In campM cohortes (N.pl.) stabant. - There were cohorts in the field (I. p. Pl.).

NB: Numeral adverbs in sentences refer to verbs and are circumstances. Marius septies consul fuit. - Marius was consul seven times.

Mille in ed. number does not incline and does not affect the form of the number and case of the noun:

Wed Consul cum mile milit-bus (Abl.pl.) venit. - The Consul came with a thousand soldiers and the Consul cum militibus (Abl.pl.) Venit. - The consul came with soldiers.

Mille in pl. number requires the form G. plur. (as in Russian): Consul cum tribus mil-bus mil-tum (militum - G. qualit_tis: see lecture) venit. “The consul came with three thousand soldiers.

Separating numbers are used in cases where quantitative numbers with the preposition "by" are used in Russian: Apud Romunos quotannis bini consmles creabantur. - The Romans elected two consuls annually.

Separating numbers and adverbs are used in multiplication: bis bina sunt quattor twice two four (lit. "twice two is four").

Accusat + vus tempOris

Accusat + vus temporis (accusative time) answers the question "how long (continuously) the action, the process lasted". It is used without a preposition or with the preposition per and is translated by the genitive case with the preposition for, in continuation: Graeci Troiam (per) decem annos obsed_runt. - The Greeks besieged Troy for ten years. Also, using acc. tempOris indicates age: Crassus quttuor et triginta tum hab_bat annos. - Crassus was then 34 years old.

Exercise # 5

Genet + vus crim-nis

Genet + vus crim-nis ("genitive crime")

used with verbs:

acckso 1 blame

arquo, ui, utum, _re humiliate, condemn, condemn

libero 1 free,

absolveo, absolvi, absolktum, absolv_re justify

and other judicial terms bearing the names of the crime, which are put in genet + vus crim-nus. It is also necessary to remember the expressions:

cap-tis damn_re to condemn to death, to sentence someone to death;

cap-tis absolv_re to free someone from death.

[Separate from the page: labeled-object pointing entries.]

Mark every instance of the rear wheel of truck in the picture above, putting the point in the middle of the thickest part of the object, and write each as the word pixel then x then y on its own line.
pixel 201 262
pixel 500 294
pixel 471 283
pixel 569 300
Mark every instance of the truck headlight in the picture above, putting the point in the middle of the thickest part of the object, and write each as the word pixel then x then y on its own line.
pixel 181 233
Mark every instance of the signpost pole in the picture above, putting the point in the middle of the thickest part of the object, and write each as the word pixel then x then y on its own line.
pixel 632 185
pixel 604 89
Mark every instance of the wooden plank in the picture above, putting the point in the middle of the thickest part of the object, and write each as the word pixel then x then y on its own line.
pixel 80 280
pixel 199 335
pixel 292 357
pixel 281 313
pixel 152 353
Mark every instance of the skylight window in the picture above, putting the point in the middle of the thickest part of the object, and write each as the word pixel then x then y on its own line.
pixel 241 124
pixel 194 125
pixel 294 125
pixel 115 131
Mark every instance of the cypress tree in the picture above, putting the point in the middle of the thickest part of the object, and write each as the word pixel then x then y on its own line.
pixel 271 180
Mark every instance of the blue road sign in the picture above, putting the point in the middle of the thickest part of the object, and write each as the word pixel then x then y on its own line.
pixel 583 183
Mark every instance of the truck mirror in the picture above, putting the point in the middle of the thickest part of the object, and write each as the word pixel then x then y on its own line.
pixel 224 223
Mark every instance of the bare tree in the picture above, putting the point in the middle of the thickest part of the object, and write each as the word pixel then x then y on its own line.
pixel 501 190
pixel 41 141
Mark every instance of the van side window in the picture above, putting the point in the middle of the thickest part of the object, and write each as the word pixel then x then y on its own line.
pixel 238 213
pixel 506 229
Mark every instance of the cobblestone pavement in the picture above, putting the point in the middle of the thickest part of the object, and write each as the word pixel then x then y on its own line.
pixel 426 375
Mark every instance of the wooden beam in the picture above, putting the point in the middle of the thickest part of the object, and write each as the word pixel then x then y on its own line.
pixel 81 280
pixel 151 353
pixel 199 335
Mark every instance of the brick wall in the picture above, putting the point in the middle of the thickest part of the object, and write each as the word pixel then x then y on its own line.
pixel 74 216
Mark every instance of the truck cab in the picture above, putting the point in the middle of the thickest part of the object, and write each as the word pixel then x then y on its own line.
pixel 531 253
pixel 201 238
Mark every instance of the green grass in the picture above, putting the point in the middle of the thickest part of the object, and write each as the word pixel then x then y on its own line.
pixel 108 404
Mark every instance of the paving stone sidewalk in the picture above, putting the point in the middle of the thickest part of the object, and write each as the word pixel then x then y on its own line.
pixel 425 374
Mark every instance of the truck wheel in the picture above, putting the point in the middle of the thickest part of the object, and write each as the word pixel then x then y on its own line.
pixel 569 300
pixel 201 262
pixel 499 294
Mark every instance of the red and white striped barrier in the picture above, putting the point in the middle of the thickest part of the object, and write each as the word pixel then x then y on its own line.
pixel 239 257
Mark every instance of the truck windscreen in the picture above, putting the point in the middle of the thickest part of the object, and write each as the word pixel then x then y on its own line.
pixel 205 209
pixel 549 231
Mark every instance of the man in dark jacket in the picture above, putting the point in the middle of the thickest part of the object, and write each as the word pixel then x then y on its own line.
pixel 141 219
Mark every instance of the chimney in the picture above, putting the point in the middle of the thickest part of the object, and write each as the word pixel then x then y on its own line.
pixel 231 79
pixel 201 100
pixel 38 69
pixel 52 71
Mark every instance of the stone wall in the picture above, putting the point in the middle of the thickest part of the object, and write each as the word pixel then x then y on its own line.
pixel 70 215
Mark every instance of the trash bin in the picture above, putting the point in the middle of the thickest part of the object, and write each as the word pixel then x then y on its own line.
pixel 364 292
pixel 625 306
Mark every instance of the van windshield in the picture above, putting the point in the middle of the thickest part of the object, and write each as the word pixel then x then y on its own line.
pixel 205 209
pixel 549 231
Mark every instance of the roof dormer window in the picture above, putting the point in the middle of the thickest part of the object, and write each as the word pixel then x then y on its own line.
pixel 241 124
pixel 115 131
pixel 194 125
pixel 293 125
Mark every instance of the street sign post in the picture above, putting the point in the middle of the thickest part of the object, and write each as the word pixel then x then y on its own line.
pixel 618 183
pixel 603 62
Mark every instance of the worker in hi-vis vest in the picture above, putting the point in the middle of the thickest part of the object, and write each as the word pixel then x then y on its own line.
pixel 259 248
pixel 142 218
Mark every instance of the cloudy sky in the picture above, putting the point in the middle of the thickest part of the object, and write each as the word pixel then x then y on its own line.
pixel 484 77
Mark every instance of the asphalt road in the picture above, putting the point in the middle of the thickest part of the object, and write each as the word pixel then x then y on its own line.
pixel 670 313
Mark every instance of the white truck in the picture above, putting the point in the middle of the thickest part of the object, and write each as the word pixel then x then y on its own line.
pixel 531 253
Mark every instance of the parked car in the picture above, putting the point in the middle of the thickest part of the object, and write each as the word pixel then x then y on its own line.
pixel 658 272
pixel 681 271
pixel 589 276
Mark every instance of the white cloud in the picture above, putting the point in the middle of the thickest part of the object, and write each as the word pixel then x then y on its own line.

Miltiades proditiMnis (G. crim.) Est accus_tus; cap-tis absolktus, pecunia mult_tus est. - Miltiades was accused of treason; after being exempted from the death penalty, he was fined.

References

Miroshenkova V.I., Fedorov N.A. Latin language textbook. 2nd ed. M., 1985.

Nikiforov V.N. Latin legal phraseology. M., 1979.

Kozarzhevsky A.I. Latin language textbook. M., 1948.

Sobolevsky S.I. Grammar of the Latin language. M., 1981.